A profile is a YAML file declaring inventory + modules (and, optionally, roles):

inventories:
  - ./hosts
modules:
  - ansible.builtin
  - community.docker
roles:                              # optional
  - my_namespace.my_collection.setup_web
roles_path: ./roles                 # optional, for standalone (non-collection) roles
ansible_cfg: ./ansible.cfg          # optional
vault_password_file: ~/.vault_pass  # optional
extra_envvars:                      # optional
  KUBECONFIG: ~/.kube/config

modules accepts a specific module (ansible.builtin.copy), a collection (ansible.builtin), or a namespace (community). Only Ansible modules become tools; filter, lookup, and other plugin types are skipped. Listing specific modules keeps the tool surface focused on what a task needs.

roles exposes Ansible roles as tools the same way. A role that ships a meta/argument_specs.yml is documented by ansible-doc just like a module, so its main entry point's arguments become the tool's typed parameters; ansible validates them at run time. Roles without an argument spec are skipped (they have no typed interface to expose). Collection roles resolve by FQCN. For a standalone role, set roles_path (it resolves against the profile's own directory, like inventories) and list the role by its directory name, for example roles: [setup_web] with roles_path: ./roles. The role's tool name is that same name.

Modules with third-party Python dependencies (for example community.crypto needs cryptography, community.docker needs the docker SDK, network_cli connections need paramiko or ansible-pylibssh) require those installed in the same environment as Rocannon. The scaffolded quickstart inventory pins ansible_python_interpreter to that environment so localhost runs use it; set the same for other hosts if their modules need extra libraries.
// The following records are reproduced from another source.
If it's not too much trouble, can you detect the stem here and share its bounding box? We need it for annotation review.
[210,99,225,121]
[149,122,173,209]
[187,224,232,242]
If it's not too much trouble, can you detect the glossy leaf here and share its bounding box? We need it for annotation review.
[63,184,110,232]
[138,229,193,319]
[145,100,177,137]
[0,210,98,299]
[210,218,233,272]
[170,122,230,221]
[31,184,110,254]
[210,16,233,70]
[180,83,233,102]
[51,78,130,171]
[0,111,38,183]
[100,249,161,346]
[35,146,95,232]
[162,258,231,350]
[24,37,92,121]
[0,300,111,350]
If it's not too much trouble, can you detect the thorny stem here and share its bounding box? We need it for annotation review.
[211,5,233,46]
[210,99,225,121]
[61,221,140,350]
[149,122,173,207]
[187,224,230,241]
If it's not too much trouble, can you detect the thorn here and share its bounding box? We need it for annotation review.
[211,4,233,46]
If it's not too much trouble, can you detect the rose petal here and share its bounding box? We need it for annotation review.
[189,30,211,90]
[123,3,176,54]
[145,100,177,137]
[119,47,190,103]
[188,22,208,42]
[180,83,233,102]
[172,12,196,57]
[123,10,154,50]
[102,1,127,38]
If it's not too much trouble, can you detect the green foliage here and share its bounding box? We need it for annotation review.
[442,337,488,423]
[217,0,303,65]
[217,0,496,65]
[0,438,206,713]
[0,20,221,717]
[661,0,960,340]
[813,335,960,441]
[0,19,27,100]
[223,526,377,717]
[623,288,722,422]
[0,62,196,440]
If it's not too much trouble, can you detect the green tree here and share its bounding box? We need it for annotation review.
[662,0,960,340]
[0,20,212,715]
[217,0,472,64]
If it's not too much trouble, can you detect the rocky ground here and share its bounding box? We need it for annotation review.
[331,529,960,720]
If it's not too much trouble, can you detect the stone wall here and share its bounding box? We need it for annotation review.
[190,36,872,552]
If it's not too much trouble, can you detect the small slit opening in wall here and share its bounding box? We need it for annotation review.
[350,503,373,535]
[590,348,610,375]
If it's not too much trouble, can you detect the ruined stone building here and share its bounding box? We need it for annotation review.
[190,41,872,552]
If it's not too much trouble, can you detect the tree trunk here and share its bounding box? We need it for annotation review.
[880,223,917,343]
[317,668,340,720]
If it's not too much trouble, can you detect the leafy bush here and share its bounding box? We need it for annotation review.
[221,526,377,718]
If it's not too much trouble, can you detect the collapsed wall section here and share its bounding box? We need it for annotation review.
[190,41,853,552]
Process environment variables do not carry into a local-connection task, so connection details have to be passed as module arguments. For example community.docker on a non-default socket (Colima, OrbStack, rootless Podman) needs the socket as the module's docker_host argument, not DOCKER_HOST.

Multiple profiles can live under .rocannon/profiles/:

.rocannon/profiles/
├── box1.yml
├── box2.yml
└── default.yml -> box1.yml
rocannon mcp serve                     # uses default.yml
rocannon mcp serve --profile box2

The active profile can be switched at runtime via three MCP tools: rocannon_list_profiles, rocannon_current_profile, rocannon_use_profile. The tool surface is the union of every profile's modules; a call to a module that isn't in the active profile returns a structured error pointing at rocannon_use_profile.

MCP clients

A working .mcp.json ships at the repo root. Per-client snippets are in examples/clients/.

Client Config location
Claude Code .mcp.json at project root, or claude mcp add
Claude Desktop macOS: ~/Library/Application Support/Claude/claude_desktop_config.json
Cursor .cursor/mcp.json or ~/.cursor/mcp.json
mcphost ~/.mcphost.yml or --config <path>
IBM Bob .bob/mcp.json or ~/.bob/mcp_settings.json

All share the standard mcpServers envelope pointing at rocannon mcp serve --profile <your-profile.yml>.

Development

git clone https://github.com/msradam/rocannon.git
cd rocannon
uv sync
./tests/check.sh                # ruff format + lint + mypy + pytest
uv run pytest -m integration    # opt-in: spins up a real UBI9 container

See ARCHITECTURE.md for how the pieces fit together.

Rocannon is developed with AI assistance.

The name

Ursula K. Le Guin coined the word "ansible" in her 1966 novel Rocannon's World. The gryphon is a nod to the Windsteeds that Rocannon and his companions ride.